Some say Huawei is Quickly becoming the new Leader in Smartphones when in Reality they're the leader of Profitless Phones under $200
Although the market buzz for Q1 2019 was how Huawei surged in the smartphone market while Apple fell, Huawei has been able to craft a market myth that Huawei is the new leader in the market which isn't totally accurate.
Patently Apple posted two reports in April and two reports in May using different analytical report data showing that Apple remained the king of the Premium Smartphone market in Q4 2018 and Q1 2019 as presented below:
01 – April 16, 2019: Our report, based on Kantar data was titled "For Q1 2019 Apple's iPhone XR was #1 in the U.S. & Britain while the iPhone X was Apple's best Seller in Urban China"
02 – April 16, 2019: A second report posted that day, based on data from Counterpoint was titled "A Review of 2018 showed that Apple Remained the King of Premium Smartphones Worldwide."
03 – May 7, 2019: Our report, based on data from Counterpoint was titled "Apple Dominated the Top 10 Premium Smartphone Chart Globally in Q4 2018 but lost to OPPO in China."
04 – May 9, 2019: Our report, based on data from Canalys was titled "In Q1 2019 Apple's iPhone XR Sold more than Twice that of Samsung's S10+ in North America."
Apple has been consistently the leader in the toughest part of the market, the Premium sector because of their intelligent holistic approach to selling iPhones based on both softare and hardware improvements; on Apple Music and iTunes; on free productivity apps; on protecting privacy; on movie sales and rentals, on iMovie, Apple Pay, Apple TV and health.
Apple delivers a top product top to bottom and their sales prove that customers like the entire package that Apple is selling to keep them the #1 premium smartphone in the world. Do some OEM's beat Apple on one or two hardware features? Perhaps, but that one or two features doesn't make the entire smartphone a leader.
On the other hand, Huawei swept the market in Q1 2019 and the buzz was deafening from the media overall. Based on shipments, Huawei rose to become the #2 smartphone OEM.

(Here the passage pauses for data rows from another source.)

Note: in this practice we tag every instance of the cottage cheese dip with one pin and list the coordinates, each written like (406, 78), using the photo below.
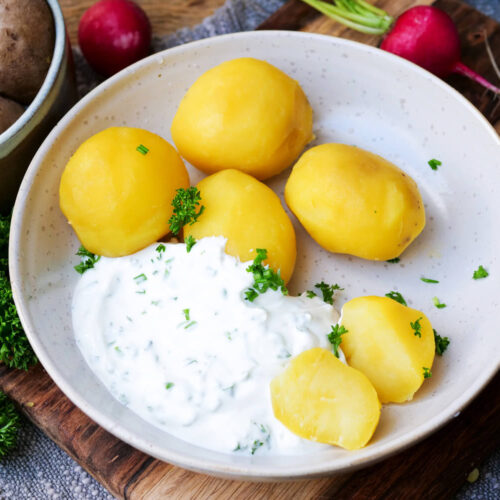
(171, 335)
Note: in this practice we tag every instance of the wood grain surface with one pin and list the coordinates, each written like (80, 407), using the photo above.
(432, 469)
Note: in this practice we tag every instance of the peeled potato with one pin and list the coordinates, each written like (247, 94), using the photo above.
(320, 398)
(243, 114)
(249, 215)
(381, 343)
(355, 202)
(117, 199)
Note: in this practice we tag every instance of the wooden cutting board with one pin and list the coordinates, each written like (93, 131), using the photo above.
(434, 468)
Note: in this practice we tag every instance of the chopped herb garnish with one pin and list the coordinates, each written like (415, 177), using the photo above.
(434, 164)
(190, 243)
(185, 204)
(442, 343)
(480, 273)
(394, 261)
(335, 337)
(88, 260)
(416, 327)
(141, 278)
(438, 303)
(428, 280)
(397, 297)
(264, 278)
(327, 291)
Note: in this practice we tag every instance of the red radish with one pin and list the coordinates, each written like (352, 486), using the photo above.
(428, 37)
(114, 34)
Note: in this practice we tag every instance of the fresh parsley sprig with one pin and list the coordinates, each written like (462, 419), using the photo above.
(187, 208)
(264, 277)
(88, 260)
(335, 338)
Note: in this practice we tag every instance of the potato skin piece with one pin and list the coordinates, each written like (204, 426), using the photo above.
(381, 343)
(355, 202)
(10, 111)
(250, 215)
(243, 114)
(117, 199)
(27, 40)
(320, 398)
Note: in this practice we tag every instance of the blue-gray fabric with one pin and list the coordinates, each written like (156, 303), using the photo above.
(38, 469)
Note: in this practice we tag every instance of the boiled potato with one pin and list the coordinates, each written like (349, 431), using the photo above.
(243, 114)
(117, 199)
(249, 215)
(26, 45)
(382, 344)
(355, 202)
(320, 398)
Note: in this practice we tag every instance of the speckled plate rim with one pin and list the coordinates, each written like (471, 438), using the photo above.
(253, 471)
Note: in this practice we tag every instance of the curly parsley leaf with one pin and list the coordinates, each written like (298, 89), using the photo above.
(416, 327)
(480, 273)
(187, 208)
(9, 425)
(442, 343)
(264, 278)
(88, 260)
(335, 338)
(397, 297)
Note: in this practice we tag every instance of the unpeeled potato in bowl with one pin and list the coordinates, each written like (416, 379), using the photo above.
(250, 215)
(116, 190)
(243, 114)
(355, 202)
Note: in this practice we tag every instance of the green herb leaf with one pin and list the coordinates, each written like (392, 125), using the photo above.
(327, 291)
(185, 203)
(335, 337)
(438, 303)
(190, 243)
(416, 327)
(434, 164)
(428, 280)
(442, 343)
(480, 273)
(88, 260)
(264, 278)
(397, 297)
(9, 424)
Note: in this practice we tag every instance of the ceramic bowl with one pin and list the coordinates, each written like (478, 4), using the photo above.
(57, 94)
(360, 95)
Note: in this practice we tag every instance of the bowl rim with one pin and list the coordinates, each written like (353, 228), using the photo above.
(251, 471)
(11, 137)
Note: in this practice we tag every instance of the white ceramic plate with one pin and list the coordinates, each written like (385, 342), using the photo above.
(362, 96)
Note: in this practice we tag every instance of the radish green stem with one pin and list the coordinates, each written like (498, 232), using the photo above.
(462, 69)
(356, 14)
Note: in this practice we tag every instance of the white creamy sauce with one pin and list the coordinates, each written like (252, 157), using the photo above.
(171, 335)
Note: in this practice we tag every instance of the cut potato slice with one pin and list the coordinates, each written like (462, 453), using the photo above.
(382, 343)
(320, 398)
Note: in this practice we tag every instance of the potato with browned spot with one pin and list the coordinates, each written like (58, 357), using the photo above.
(250, 215)
(390, 343)
(355, 202)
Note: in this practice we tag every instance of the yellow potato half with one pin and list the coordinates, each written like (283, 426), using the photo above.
(355, 202)
(320, 398)
(249, 215)
(244, 114)
(382, 344)
(117, 199)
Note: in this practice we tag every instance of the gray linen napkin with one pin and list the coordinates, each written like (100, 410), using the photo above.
(38, 469)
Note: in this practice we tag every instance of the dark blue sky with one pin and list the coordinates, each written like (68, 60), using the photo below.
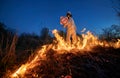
(33, 15)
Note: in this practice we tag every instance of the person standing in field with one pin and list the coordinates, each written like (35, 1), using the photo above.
(71, 28)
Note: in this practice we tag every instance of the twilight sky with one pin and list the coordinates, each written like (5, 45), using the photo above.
(33, 15)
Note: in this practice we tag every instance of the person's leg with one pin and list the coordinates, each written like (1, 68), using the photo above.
(68, 37)
(74, 37)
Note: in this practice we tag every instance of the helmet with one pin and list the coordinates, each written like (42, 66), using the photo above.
(69, 13)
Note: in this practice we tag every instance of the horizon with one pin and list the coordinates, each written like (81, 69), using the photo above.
(31, 16)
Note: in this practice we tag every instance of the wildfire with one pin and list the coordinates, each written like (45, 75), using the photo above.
(87, 42)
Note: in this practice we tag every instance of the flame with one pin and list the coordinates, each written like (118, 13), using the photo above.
(87, 42)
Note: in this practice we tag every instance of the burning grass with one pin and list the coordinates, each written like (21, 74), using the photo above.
(88, 58)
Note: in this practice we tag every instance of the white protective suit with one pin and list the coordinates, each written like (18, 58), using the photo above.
(71, 31)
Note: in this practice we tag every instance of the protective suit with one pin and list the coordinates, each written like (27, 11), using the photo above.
(71, 29)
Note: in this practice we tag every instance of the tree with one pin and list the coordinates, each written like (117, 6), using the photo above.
(111, 33)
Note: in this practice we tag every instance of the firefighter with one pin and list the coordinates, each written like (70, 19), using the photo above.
(71, 29)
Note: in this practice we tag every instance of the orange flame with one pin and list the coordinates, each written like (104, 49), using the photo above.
(87, 41)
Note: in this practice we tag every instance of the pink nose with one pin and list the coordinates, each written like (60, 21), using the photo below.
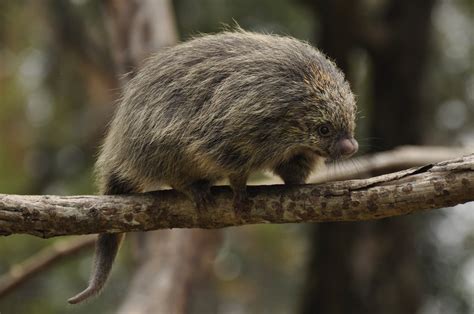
(347, 147)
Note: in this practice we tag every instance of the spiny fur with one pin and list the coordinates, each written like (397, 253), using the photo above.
(222, 106)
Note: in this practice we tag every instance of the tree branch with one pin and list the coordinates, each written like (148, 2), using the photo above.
(432, 186)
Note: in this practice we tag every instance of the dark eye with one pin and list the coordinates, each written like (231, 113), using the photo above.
(324, 130)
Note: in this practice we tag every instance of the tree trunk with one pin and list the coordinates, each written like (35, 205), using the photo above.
(372, 267)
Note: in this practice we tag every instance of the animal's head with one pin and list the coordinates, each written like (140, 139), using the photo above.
(330, 112)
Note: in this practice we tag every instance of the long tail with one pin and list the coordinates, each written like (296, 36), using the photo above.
(107, 247)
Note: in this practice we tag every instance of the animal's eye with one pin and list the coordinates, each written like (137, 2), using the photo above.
(324, 130)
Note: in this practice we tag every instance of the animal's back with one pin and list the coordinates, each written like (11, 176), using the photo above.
(194, 108)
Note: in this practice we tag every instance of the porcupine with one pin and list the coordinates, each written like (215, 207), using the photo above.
(222, 106)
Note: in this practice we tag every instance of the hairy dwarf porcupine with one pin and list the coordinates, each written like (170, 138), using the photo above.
(223, 106)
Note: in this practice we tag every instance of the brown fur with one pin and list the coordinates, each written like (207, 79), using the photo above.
(222, 106)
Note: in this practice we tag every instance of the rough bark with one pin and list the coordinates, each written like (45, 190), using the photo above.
(432, 186)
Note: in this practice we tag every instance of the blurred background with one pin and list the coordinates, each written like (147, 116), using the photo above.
(410, 62)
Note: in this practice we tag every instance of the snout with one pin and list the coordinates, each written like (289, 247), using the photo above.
(347, 147)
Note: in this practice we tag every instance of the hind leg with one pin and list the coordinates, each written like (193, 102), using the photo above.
(238, 183)
(296, 170)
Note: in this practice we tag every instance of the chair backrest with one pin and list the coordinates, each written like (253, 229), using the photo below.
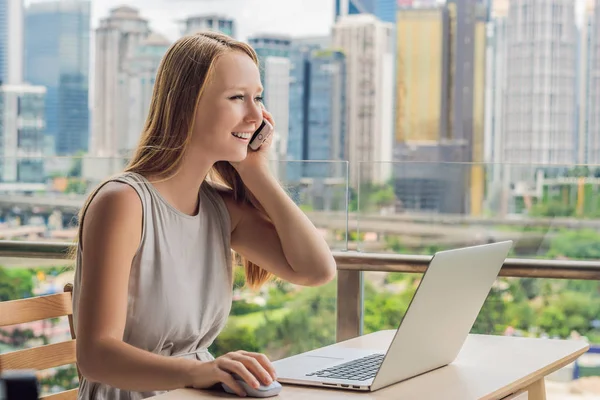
(43, 357)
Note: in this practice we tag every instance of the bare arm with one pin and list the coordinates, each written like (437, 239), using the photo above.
(111, 236)
(288, 245)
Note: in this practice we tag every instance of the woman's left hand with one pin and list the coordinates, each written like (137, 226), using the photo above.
(258, 159)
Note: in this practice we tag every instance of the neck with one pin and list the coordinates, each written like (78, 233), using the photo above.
(181, 189)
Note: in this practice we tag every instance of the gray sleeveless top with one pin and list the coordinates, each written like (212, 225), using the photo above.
(180, 285)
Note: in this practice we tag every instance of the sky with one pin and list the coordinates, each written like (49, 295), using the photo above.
(292, 17)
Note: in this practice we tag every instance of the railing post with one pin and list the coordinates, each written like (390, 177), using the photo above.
(349, 305)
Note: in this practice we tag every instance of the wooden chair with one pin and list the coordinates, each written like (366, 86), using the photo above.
(42, 357)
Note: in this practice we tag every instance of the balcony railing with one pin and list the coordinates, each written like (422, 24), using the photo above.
(350, 266)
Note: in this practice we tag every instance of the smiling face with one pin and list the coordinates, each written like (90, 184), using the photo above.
(229, 110)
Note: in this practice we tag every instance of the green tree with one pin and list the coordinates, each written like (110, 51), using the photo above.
(234, 338)
(576, 244)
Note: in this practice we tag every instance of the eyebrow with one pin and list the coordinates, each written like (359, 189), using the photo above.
(260, 88)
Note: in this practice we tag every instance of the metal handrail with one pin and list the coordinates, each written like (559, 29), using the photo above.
(357, 261)
(350, 265)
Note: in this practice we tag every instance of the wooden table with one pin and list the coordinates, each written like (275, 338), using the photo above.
(488, 367)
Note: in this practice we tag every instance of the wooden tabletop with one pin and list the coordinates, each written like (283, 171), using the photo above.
(488, 367)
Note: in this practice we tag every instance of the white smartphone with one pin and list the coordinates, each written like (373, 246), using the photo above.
(262, 133)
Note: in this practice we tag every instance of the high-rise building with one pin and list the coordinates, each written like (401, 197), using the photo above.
(385, 10)
(593, 150)
(57, 57)
(367, 44)
(276, 98)
(142, 67)
(217, 23)
(353, 7)
(274, 65)
(317, 112)
(325, 125)
(495, 97)
(300, 53)
(22, 133)
(496, 69)
(11, 41)
(585, 42)
(270, 45)
(118, 38)
(440, 75)
(539, 113)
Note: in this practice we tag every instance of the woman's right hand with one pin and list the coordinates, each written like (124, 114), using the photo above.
(254, 368)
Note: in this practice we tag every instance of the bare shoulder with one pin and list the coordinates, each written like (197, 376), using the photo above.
(115, 197)
(115, 211)
(236, 209)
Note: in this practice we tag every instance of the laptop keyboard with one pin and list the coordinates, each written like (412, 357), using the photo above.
(360, 369)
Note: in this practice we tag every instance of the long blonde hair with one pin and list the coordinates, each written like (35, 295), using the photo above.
(179, 83)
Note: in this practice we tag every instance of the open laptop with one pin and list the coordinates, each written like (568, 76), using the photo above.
(431, 334)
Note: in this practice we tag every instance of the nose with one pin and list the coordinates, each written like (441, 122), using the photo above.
(254, 113)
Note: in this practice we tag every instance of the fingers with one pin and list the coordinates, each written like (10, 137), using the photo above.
(254, 366)
(267, 115)
(264, 362)
(229, 380)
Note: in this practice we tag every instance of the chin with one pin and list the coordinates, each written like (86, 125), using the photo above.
(238, 156)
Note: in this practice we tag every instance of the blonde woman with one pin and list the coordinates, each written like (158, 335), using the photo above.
(153, 283)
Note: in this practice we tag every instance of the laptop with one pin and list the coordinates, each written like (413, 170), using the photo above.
(431, 334)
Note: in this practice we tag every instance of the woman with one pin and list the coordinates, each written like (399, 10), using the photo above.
(153, 283)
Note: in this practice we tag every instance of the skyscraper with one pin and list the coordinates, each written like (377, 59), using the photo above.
(367, 44)
(274, 65)
(142, 67)
(276, 84)
(11, 41)
(353, 7)
(585, 56)
(540, 100)
(57, 57)
(594, 85)
(270, 45)
(117, 37)
(496, 69)
(440, 102)
(317, 110)
(21, 133)
(211, 22)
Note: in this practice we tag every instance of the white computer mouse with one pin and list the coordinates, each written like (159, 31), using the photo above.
(262, 391)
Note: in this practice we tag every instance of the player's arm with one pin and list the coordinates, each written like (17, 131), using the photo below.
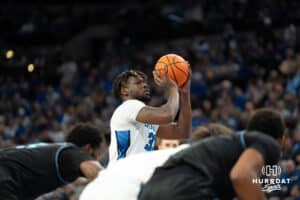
(246, 169)
(90, 169)
(167, 112)
(183, 127)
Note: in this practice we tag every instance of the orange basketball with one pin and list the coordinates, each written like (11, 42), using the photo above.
(176, 67)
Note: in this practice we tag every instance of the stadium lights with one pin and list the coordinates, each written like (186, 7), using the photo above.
(30, 68)
(9, 54)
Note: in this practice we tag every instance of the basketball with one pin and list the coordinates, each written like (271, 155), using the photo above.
(176, 67)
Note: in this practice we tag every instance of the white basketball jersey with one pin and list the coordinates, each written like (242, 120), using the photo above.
(129, 136)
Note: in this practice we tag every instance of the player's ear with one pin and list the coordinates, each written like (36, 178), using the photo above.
(87, 148)
(124, 91)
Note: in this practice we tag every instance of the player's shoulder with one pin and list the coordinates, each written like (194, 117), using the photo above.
(129, 104)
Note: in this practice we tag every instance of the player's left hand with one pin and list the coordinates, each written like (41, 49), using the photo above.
(185, 88)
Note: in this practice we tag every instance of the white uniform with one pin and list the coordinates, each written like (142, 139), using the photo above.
(129, 136)
(123, 179)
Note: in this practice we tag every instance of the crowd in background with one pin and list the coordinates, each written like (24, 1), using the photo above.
(233, 74)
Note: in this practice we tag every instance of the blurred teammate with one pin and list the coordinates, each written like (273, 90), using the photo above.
(134, 125)
(220, 167)
(124, 178)
(29, 171)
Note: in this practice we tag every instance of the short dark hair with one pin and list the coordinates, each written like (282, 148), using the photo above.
(122, 79)
(85, 133)
(267, 121)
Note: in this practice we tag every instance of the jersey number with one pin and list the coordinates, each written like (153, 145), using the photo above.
(149, 146)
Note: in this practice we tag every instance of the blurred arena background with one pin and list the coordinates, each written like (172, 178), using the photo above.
(58, 60)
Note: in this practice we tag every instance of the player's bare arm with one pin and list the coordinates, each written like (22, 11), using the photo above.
(244, 171)
(183, 128)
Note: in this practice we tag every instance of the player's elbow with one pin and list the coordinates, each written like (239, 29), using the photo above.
(167, 117)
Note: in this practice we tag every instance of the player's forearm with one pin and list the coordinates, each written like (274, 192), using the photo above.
(172, 105)
(246, 190)
(185, 115)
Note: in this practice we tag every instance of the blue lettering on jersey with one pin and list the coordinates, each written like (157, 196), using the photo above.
(149, 146)
(151, 127)
(123, 142)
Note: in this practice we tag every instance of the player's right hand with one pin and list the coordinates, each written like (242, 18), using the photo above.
(163, 80)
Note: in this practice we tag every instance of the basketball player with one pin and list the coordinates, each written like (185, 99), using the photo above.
(220, 167)
(124, 179)
(29, 171)
(134, 125)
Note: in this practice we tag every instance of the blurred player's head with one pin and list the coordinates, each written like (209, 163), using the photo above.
(88, 137)
(267, 121)
(131, 84)
(212, 129)
(168, 143)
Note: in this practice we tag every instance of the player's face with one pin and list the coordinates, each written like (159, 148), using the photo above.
(138, 88)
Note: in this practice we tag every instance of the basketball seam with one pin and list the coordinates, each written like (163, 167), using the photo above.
(172, 70)
(181, 70)
(172, 63)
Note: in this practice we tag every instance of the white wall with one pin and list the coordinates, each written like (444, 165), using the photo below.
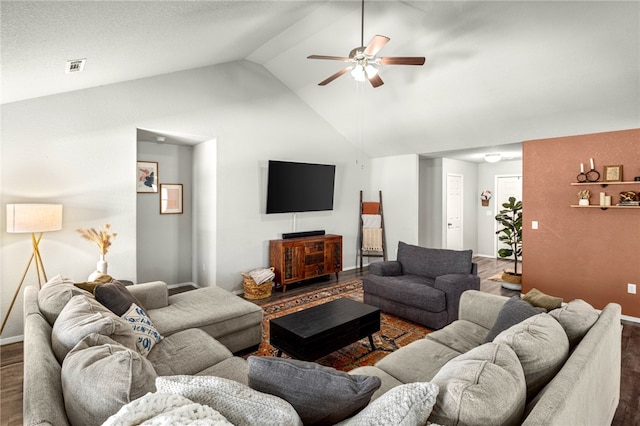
(397, 178)
(164, 248)
(79, 149)
(487, 173)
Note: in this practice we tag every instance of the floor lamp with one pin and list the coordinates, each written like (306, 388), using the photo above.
(33, 219)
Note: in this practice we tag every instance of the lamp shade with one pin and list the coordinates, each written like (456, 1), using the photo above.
(34, 217)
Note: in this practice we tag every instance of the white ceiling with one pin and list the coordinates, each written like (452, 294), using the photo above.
(496, 72)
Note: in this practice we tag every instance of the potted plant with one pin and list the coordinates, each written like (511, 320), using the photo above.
(510, 218)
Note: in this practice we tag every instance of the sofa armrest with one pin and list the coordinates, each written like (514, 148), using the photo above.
(454, 285)
(480, 307)
(388, 268)
(152, 295)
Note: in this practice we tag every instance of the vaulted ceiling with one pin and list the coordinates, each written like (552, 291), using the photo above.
(496, 72)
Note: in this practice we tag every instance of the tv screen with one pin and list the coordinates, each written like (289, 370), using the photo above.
(299, 187)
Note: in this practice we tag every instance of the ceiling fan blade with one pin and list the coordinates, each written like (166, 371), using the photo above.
(375, 45)
(402, 60)
(331, 58)
(375, 80)
(333, 77)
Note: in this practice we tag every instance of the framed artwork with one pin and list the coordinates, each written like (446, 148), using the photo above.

But what does that really mean in terms of leadership when 73% of their shipments were for phones below $300. In fact 43% were for phones under $200. That's what new Counterpoint data, as presented below, proves out.
Despite their loud Huawei keynotes laughing at Apple's iPhone by showing comparison charts, Huawei's high-end smartphones that every reviewer seems to love, only took 10% of the premium market. In contrast Apple focus is delivering smartphone in the over $500 category. Huawei's mid-tier phones took 17%.
So in reality, Huawei is the leader of phones in between $100 to $199. What's to brag about with those statistics? Even if they sell a folding phone this year, how many will they actually sell? At the price level they've set, it's clearly a marketing game. It doesn't prove leadership. Until that category is selling in the tens of millions, it's just marketing noise.
ZNet's contributor and product reviewer Matthew Miller praised Huawei's new camera on the P30 Pro for night shots and their great zoom feature as presented in the video below (audio only if you're note a subscriber to CBS. Just tap the bottom of the video to start or stop the audio review). Many tech reviewers have done the same. So I'm not saying Huawei isn't innovating, they are making a contribution of pushing the tech ball ahead. But at the moment, they're only leadership is in selling basement bargain phones.
I've always been baffled by Wall Street's love for blind stats of volume shipments, that in the smartphone market up until this day, means absolutely nothing. What kind of profit can Huawei be making on a $150 phone?
On the profits front, no one holds a candle to Apple thus far and with $150 phones leading the way, Hauwei is nowhere near Apple's true leadership. In fact, they're not even in the race.